The lawsuit responds to Education Secretary Linda McMahon’s announcement Tuesday saying her department would cut more than 1,300 employees, including nearly 600 workers who accepted voluntary resignation offers and retirement. The move comes as President Donald Trump and McMahon consider shuttering the department entirely, a proposal that has been backed by top congressional Republicans.
The White House said in a statement to the Washington Examiner that “The Trump Administration is prepared to fight these battles in court and will prevail.”
“Partisan elected officials and judicial activists who seek to legally obstruct President Trump’s agenda are defying the will of 77 million Americans who overwhelmingly re-elected President Trump, and their efforts will fail,” the statement continued.
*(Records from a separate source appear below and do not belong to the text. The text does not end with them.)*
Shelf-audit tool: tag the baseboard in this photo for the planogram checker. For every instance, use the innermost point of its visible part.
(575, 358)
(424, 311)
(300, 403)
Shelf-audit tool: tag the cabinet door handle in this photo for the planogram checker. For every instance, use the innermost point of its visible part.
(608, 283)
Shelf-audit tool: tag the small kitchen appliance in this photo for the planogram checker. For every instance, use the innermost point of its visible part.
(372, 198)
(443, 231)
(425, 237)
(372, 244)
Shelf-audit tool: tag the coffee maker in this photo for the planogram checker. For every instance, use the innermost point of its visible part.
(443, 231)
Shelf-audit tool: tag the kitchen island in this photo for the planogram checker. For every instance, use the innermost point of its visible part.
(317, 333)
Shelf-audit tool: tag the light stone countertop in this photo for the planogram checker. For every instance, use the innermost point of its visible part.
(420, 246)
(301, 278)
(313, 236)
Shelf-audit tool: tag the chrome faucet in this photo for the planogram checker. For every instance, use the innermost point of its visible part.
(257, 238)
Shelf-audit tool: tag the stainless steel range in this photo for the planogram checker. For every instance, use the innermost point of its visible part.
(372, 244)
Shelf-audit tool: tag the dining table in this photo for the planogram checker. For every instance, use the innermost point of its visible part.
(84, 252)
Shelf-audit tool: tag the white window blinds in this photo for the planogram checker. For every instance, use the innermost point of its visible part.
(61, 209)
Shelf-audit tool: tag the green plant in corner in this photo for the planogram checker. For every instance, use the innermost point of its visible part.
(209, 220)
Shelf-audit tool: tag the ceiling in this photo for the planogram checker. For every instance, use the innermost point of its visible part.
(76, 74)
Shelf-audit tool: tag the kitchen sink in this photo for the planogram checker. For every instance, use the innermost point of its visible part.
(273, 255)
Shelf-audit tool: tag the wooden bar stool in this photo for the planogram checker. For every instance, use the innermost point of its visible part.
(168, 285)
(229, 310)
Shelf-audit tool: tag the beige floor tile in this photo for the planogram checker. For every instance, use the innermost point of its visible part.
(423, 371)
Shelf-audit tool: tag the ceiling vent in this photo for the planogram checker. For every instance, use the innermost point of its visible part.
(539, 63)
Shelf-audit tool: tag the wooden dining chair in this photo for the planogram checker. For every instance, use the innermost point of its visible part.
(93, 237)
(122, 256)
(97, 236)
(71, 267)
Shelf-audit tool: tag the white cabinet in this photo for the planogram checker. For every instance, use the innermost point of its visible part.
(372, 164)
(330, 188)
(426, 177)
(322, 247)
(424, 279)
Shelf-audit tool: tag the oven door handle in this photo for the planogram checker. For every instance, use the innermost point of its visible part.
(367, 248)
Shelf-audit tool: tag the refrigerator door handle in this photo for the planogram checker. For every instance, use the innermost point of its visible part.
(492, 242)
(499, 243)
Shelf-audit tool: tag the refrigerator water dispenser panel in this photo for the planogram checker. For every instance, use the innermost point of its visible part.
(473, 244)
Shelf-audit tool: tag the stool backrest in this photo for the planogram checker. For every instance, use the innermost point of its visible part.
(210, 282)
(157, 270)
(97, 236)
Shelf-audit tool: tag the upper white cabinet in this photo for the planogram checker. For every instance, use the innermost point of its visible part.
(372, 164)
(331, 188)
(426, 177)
“Many of them don’t work at all. … They’re not doing a good job,” Trump said of the 1,315 Education Department employees laid off. “We’re keeping the best ones.”
Republicans have characterized the Department of Education as a largely failed bureaucracy that has presided over an era of educational decline. Trump’s deep cuts to the department also come amid his administration’s effort to cut government waste and save taxpayer dollars under Elon Musk’s Department of Government Efficiency.

However, the Education Department’s workforce reductions unleashed fury from Democrats and one of the largest teacher’s unions in the country.
“Many of America’s global competitors — and adversaries — are no doubt cheering President Donald Trump’s plan to dismantle the U.S. Department of Education,” American Federation of Teachers President Randi Weingarten posted on X. “They know that countries who out-educate the rest of the world will out-compete it.”
McMahon responded to Weingarten’s concerns during an interview on Tuesday with Fox News host Laura Ingraham.
“Well, clearly, we’re not taking away education,” McMahon said. “The president never said that. He’s taking the bureaucracy out of education so that more money flows to the states. … Better education is closest to the kids. … I think we’ll see our scores go up with our students when we can educate them with parental input as well,” she said.
The attorneys general of Arizona, California, Colorado, Connecticut, Delaware, Hawaii, Illinois, Maine, Maryland, Massachusetts, Michigan, Minnesota, Nevada, New Jersey, Oregon, Rhode Island, Washington, Wisconsin, Vermont and the District of Columbia joined James’s lawsuit.
James has served as the state’s attorney general since 2019 and has earned criticism from Trump for allegedly leading “a relentless, pernicious, public and unapologetic crusade” against the president. Trump reportedly ordered her security clearance to be revoked last month.
TRUMP REVOKING SECURITY CLEARANCES FOR BLINKEN, BRAGG, AND LETITIA JAMES: REPORT
New York’s top cop is currently leading a legal challenge, along with thirteen other Democratic attorneys general, attempting to block DOGE from accessing the Treasury Department’s payment system.
Last year, James won a $454 million civil fraud case against Trump, which accused him of inflating his net worth by billions of dollars to get a better loan.